Frailty and gynecologic cancer: A cross-sectional analysis of the Canadian Longitudinal Study on Aging

医学 妇科癌症 横断面研究 老年学 癌症 妇科 肿瘤科 内科学 卵巢癌 病理
作者
Melissa Lavecchia,Maura Marcucci,Parminder Raina,Waldo Jiménez,Julie Nguyen
出处
期刊:International Journal of Gynecological Cancer [BMJ]
卷期号:: 101642-101642 被引量:1
标识
DOI:10.1016/j.ijgc.2025.101642
摘要

There is significant heterogeneity in the recovery of individuals after gynecological cancer treatment. The Canadian Longitudinal Study on Aging provided a distinct opportunity to evaluate the associations between psychosocial and functional factors and long-term health outcomes. We sought to examine the prevalence of frailty and utilization of social and community support among community-dwelling older adults with a history of gynecologic cancer. We conducted a cross-sectional analysis of female participants in the Canadian Longitudinal Study on Aging, a population-based cohort comprising over 50,000 individuals aged 45 to 85 years old. Frailty was operationalized using the deficit accumulation model (frailty defined as Frailty Index >0.21). Associations were evaluated using multivariate regression analyses adjusted for sociodemographic, lifestyle, economic, and social support factors. Data points to measure frailty were available for 15,149 of the 15,320 (98.8%) female participants. The prevalence of frailty was 19.9% in those with a history of gynecologic cancer compared to 9.1% in those without (p < .001; adjusted OR 2.2, 95% CI 1.6 to 2.9). For all female participants, regardless of a history of gynecologic cancer, history of smoking, alcohol use, lower income, lower educational level, never having been married, living alone, and less social support availability were significantly associated with frailty in univariate analysis.
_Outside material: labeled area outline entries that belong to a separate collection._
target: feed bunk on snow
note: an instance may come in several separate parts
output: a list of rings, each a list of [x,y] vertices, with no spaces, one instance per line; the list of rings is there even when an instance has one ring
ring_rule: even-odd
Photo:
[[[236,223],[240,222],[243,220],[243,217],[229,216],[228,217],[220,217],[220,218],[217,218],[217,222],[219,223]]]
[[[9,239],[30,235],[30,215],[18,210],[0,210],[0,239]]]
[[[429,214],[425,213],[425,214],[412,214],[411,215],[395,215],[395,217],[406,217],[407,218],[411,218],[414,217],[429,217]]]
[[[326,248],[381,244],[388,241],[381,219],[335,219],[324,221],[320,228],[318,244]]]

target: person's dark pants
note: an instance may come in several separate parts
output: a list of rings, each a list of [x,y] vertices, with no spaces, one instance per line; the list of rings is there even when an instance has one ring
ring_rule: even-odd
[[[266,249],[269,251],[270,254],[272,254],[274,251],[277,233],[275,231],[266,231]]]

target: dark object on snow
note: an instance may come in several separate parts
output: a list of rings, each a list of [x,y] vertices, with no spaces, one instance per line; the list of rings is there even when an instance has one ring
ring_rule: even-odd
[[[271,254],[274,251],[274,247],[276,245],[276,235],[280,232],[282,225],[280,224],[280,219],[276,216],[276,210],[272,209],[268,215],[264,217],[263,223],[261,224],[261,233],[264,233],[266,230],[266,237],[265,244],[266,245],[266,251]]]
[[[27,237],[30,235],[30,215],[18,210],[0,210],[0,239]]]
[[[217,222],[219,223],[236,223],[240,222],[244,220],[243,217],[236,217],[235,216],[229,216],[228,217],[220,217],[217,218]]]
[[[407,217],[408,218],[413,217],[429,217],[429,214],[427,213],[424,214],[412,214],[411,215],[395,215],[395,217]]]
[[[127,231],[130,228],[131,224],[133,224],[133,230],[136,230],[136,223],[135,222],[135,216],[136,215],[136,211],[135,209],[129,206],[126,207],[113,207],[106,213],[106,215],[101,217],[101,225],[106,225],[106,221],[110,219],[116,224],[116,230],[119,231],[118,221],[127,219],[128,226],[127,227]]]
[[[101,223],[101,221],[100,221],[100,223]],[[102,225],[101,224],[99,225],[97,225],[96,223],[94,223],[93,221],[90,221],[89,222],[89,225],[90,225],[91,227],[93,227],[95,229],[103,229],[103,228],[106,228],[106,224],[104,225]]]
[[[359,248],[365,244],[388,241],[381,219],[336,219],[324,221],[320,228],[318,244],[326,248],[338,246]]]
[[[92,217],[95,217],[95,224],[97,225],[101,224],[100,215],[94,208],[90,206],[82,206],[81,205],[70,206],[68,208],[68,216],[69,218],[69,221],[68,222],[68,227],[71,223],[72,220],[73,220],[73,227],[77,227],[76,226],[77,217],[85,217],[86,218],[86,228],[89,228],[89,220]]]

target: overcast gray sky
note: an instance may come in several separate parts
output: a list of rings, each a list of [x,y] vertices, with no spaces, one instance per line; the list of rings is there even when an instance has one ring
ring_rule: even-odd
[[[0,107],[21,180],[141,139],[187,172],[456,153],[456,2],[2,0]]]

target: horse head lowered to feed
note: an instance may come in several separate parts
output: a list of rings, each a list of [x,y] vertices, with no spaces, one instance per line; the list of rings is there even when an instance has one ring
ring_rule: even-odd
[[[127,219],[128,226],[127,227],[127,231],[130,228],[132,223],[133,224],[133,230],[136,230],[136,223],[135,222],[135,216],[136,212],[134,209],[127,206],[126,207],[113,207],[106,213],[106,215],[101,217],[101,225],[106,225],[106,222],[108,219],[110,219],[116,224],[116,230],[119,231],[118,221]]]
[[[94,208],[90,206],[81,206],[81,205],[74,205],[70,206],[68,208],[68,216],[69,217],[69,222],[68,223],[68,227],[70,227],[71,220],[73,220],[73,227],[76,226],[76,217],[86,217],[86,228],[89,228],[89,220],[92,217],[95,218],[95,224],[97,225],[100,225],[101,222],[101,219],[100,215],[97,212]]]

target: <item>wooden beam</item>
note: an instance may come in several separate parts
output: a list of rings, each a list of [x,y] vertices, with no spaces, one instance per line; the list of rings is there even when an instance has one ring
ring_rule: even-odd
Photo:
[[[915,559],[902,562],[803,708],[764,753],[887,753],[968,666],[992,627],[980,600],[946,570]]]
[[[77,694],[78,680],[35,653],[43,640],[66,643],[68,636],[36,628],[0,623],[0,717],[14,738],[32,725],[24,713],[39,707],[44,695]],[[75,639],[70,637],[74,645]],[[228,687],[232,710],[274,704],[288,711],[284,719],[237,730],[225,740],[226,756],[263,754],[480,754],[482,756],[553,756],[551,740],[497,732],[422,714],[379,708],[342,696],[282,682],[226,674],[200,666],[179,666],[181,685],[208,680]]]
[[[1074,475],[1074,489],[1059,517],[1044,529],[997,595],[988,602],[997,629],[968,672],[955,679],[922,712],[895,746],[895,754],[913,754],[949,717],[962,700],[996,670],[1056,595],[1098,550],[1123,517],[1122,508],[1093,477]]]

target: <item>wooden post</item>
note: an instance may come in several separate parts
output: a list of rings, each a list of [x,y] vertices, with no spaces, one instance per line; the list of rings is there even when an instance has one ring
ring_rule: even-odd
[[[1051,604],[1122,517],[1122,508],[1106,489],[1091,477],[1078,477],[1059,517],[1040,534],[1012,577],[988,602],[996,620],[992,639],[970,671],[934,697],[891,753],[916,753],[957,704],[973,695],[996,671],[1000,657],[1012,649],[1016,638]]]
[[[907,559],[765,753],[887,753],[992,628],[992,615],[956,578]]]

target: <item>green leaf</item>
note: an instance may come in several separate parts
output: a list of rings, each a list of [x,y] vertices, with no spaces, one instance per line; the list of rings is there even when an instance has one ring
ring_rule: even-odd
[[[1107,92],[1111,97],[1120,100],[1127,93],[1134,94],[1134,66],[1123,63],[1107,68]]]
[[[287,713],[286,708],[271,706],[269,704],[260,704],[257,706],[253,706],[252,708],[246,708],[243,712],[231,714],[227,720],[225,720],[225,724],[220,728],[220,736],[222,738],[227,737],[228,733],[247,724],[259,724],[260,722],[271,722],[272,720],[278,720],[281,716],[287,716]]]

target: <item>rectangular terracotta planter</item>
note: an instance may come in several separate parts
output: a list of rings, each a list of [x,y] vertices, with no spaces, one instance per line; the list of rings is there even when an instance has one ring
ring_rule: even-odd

Those with a history of gynecologic cancer classified as frail were more likely to require assistance from family members (OR 3.4, 95% CI 2.0 to 5.7) and professional community supports (OR 7.9, 95% CI 4.1 to 15.0) than those who were not frail. In this large national cohort study, a history of gynecological cancer was independently associated with frailty. We identified the factors of social vulnerability that may affect health outcomes. These novel findings can be instrumental in advocating for resource allocation and designing proactive strategies.